De Diógenes de Sínope, hoje apenas temos silhuetas. Diógenes era ostensivo com a sua pobreza material, com o seu mau aspeto chocante, se bem que era apreciado pelas cortesãs atenienses, concedendo-lhe favores exclusivos e graciosos, coisa que os genuínos pobres diabos só podiam sonhar. Há que perceber isto: ele ostentava o preço que pagava: a liberdade. Ele viria a tornar-se no arquétipo dos posteriores boémios e proto-hippies. Gozar a vida para Diógenes era uma evidência quotidiana: estar deitado ao sol, observar as coisas do mundo a correr e ter tempo para pensar que afinal a ambição do rico de bens materiais é uma quimera que nunca mais pára, porque quanto mais se tem, mais se quer, porque tal ambição transformou-se num vício. E os viciados não têm cura, porque nunca mais se consegue parar o vício. É uma imbecilidade, passar toda uma vida a correr atrás do dinheiro, quando é qualquer coisa que já se tem, e não é um fim mas um meio. Um meio que no fim de contas não faz melhor do que o que ele já faz: gozar a vida. Cuidar do próprio corpo, apanhando sol, e assim viver com alegria sem ter nada que esperar. E como não tendo nada que esperar, também não tem por que se chatear. 

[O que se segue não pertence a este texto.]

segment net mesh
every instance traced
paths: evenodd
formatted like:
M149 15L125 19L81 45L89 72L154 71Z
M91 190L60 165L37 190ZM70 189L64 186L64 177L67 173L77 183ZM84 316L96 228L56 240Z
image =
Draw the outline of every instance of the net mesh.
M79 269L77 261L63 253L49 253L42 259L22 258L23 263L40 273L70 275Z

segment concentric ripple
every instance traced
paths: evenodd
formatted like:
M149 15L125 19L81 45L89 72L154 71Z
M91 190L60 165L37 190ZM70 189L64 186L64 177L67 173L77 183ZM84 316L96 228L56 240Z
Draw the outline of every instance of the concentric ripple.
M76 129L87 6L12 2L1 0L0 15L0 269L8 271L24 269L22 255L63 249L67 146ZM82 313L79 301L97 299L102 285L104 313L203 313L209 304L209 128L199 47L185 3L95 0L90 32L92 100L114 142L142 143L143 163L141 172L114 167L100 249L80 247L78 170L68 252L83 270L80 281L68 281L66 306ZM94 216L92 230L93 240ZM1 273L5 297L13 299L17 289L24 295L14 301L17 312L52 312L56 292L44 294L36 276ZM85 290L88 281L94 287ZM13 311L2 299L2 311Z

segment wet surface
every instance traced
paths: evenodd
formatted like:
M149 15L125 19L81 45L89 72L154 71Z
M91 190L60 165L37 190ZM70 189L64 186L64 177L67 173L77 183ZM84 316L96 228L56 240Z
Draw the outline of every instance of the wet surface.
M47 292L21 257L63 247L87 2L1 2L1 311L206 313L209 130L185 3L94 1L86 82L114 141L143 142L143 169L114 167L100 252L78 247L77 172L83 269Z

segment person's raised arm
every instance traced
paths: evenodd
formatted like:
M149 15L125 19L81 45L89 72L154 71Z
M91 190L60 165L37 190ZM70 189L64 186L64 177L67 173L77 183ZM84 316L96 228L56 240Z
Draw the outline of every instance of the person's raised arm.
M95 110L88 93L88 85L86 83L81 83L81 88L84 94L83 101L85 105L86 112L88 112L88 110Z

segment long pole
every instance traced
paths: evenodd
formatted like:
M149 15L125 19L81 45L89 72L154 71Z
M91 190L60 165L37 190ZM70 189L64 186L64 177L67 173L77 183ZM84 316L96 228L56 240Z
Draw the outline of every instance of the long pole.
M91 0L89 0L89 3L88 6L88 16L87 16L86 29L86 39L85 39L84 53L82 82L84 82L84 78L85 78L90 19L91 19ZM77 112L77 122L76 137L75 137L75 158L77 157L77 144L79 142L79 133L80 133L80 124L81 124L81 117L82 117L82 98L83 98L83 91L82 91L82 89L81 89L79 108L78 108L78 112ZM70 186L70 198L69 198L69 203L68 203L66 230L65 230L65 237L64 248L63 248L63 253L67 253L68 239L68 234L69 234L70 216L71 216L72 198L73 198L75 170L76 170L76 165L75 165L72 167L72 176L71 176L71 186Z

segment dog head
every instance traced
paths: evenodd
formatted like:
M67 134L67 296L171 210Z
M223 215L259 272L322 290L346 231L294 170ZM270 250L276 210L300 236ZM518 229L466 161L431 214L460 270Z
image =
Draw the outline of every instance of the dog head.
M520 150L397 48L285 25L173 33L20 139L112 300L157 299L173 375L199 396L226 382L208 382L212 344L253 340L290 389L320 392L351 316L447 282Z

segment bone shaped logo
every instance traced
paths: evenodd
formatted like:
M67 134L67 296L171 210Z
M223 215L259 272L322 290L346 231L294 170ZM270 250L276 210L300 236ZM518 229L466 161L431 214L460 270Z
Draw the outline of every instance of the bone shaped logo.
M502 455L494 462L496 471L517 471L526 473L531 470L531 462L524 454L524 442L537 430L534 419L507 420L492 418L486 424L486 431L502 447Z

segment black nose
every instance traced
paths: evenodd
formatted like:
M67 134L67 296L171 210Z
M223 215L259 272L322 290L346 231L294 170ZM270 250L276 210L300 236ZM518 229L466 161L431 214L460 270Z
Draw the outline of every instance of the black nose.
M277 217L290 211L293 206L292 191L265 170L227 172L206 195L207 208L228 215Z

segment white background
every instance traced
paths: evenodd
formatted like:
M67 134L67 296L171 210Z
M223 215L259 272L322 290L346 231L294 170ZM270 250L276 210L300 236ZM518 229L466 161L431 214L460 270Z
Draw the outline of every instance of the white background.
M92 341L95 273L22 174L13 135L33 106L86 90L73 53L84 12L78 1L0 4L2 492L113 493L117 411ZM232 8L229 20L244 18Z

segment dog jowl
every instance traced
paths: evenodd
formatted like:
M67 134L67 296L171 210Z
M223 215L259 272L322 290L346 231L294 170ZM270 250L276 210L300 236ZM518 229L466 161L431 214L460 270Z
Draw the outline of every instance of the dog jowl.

Uma razão do celibato do Papa poderá ser elucidada por histórias como a de Sócrates e Xantipa. E esse é o cinismo do Papa, ao esconder a prática canónica do catolicismo em relação à sexualidade. E até parece que está a par do caso de Famalicão, quem sabe? Se a Igreja Católica não tivesse afirmado que Santa Maria era virgem quando deu à luz Jesus … que ficou grávida por obra e graça do Espírito Santo – uma tese mesmo forte! - ainda poderia haver margem de manobra. Assim, o corpo, e, por conseguinte, o prazer, caíram no lado errado da história do ocidente cristão. Por que foi então que o cristianismo quis santificar o corpo do comum dos mortais? O lado animal do ser humano. É esta metafísica dualista do cristianismo que é cínica com as suas restrições em relação à sensualidade sexual. Pelos relatos de uma seita do século IV - os gnósticos -, parece que na época as coisas não se passaram bem assim. 

Nesta era covid, logo pela manhã, ao pequeno almoço, formara-se uma fila para os ovos mexidos. Ao meu lado, uma velha, seca, maldosa, que já se servira de ovos em abundância, apoderou-se sem hesitar das três últimas salsichas que restavam. O fulano à minha frente, e que se lhe seguia, um latagão aí com quase dois metros e 130 quilos no mínimo, ficou petrificado, com o garfo na mão a apontar para a travessa a meio do trajeto. Um rubor de indignação espalhou-se-lhe pelo rosto. Ela como se nada fosse, com o egoísmo senil e inconsciente das velhas, encaminhou-se para a mesa, onde estavam as colegas a observá-la, num passo saltitante e com um risinho de escarninho. E o latagão dominou-se, voltando para junto dos seus sem salsicha.